How Acorn Nutrition Affects Attraction
As we’ve discussed, acorns can be key during the fall hunting season. In fact, up to 28% of a deer’s diet during this time is composed of hard mast, most of which are acorns, according to MSU Deer Lab. Because of this, many hunters regard acorns as the “be all and end all” of their hunting strategy. And, while there is no denying the power of the acorn during the fall, they may not always be present due to their cyclical nature. During bust years, a nutritional gap can arise and deer are forced to exploit other food sources. Even during years with an excellent acorn crop, their abundance fades and they become unavailable during other crucial aspects of a deer’s life cycle. Due to their inconsistent nature, acorns might just be the deer nut that isn’t all it’s cracked up to be.

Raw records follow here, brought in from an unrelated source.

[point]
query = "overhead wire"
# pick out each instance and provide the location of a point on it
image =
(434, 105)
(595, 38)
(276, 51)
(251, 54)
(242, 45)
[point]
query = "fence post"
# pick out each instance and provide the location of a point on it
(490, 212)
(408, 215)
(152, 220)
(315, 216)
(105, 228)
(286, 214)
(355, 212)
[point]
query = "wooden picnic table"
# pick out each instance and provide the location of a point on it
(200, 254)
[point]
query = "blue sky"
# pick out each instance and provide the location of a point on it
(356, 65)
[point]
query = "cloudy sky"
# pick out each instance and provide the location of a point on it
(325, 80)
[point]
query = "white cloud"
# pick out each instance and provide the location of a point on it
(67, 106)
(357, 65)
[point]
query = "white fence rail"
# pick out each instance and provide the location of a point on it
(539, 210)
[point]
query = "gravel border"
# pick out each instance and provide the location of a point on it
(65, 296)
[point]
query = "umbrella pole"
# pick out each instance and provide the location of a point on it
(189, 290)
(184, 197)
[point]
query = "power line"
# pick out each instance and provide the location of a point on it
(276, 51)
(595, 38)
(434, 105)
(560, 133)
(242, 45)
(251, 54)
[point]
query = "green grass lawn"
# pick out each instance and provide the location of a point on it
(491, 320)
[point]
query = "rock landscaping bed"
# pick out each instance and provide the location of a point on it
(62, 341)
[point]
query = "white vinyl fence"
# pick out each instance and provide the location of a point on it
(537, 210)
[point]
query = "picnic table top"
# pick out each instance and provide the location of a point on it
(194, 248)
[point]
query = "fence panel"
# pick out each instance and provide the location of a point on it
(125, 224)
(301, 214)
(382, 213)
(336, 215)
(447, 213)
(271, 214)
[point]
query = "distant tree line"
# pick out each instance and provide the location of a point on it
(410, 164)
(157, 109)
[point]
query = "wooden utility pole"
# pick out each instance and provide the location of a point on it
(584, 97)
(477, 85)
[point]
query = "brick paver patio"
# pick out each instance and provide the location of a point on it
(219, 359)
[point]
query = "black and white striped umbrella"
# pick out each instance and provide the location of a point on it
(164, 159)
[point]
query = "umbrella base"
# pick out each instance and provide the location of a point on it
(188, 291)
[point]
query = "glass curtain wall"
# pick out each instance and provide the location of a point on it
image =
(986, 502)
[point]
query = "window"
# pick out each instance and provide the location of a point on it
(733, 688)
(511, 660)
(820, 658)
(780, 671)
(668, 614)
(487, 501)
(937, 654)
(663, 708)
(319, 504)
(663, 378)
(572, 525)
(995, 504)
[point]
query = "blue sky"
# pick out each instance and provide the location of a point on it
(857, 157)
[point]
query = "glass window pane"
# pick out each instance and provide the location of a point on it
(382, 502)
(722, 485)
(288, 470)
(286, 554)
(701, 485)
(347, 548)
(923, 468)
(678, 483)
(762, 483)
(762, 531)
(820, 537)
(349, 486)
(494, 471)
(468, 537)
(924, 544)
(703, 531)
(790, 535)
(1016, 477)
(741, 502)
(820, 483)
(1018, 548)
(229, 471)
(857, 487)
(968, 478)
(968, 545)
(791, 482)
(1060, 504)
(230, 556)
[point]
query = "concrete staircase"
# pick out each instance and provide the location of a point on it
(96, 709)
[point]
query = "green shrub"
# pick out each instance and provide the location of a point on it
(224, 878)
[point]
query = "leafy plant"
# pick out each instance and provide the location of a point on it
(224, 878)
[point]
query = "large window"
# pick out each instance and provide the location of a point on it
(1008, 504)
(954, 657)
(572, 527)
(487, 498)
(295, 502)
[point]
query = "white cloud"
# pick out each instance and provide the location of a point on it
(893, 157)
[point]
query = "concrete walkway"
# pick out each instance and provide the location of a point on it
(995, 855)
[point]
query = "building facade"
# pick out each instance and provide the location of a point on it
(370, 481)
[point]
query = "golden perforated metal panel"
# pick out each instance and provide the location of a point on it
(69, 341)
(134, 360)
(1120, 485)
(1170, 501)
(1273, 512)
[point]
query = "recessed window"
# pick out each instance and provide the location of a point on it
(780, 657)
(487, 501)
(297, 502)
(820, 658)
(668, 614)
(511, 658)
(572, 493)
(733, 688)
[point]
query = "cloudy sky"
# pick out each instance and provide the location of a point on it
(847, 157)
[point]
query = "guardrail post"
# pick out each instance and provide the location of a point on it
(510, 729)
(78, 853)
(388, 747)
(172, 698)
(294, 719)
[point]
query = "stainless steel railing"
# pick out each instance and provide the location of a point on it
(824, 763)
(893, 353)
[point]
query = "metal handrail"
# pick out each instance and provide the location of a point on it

When they are present on the landscape, acorns serve as a key energy source that is high in digestible fats and carbohydrates. But, like the wide differences of individual trees and cycle years, not all acorns are created equal from a nutritional standpoint. Believe it or not, the fat content of a red oak acorn is 13 to 15% higher than that of a white oak acorn. This is crucial during the fall and winter months, as deer and other acorn predators are able to consume fewer acorns to build up their energy reserves. Even when compared to corn, acorns are known to contain two times the amount of carbohydrates and up to 10 times more fat, according to the University of Tennessee. When present, it is this high nutritional value of the acorn that deer find attractive, causing them to leave even the lushest of food plots completely untouched.
|White Oak||Red Oak|
|Fat||5 to 10%||18 to 25%|
|Crude Protein||4.4 to 5.9%||4.6 to 5.9%|
The final piece of the puzzle is tannic acid and taste. Red oak acorns contain three to five times more tannic acid than their white oak counterparts. This high tannic acid gives the red oak acorns a “bitter” taste and will play an additional role in deer preference. During the brief time that both acorn groups are available together on the landscape, deer will seek out white oak acorns first and then turn to red oak acorns when the others have disappeared. For more information on how to capitalize on the two families of oaks, read “Turn Oak Ecology into Backstraps” by Moriah Boggess.
How to Identify White Oak Trees
The leaves of those trees within the white oak family have smooth rounded lobes. The bark is light in color and has a flaky appearance, especially as you move up the trunk from the base of the tree. The cap of white oak acorns covers approximately one third of the nut. If you examine the top of the cap, you will notice that it has a bumpy or knobby appearance.
How to Identify Red Oak Trees
Unlike white oaks, the leaves of members of the red oak family have lobes with a well-defined bristle protruding from the tip. The bark is dark in color and is more tightly furrowed than white oaks. Finally, the cap of the red oak acorn covers slightly less, as it only encapsulates approximately ¼ of the nut. The top of the cap appears to be scaly and you can often peel off the “scales” with your fingernail.
Put a Cap On It
Having a better understanding of the cyclical nature of our oak trees can be the key to filling your tag this fall. Using your newfound knowledge on oak ecology, you should be able to develop a strategic hunting plan that will meet your specific goals. However, know that the work won’t stop there. With the proper management of these oaks, you can ensure that you have a healthy deer herd and adequate acorns year after year.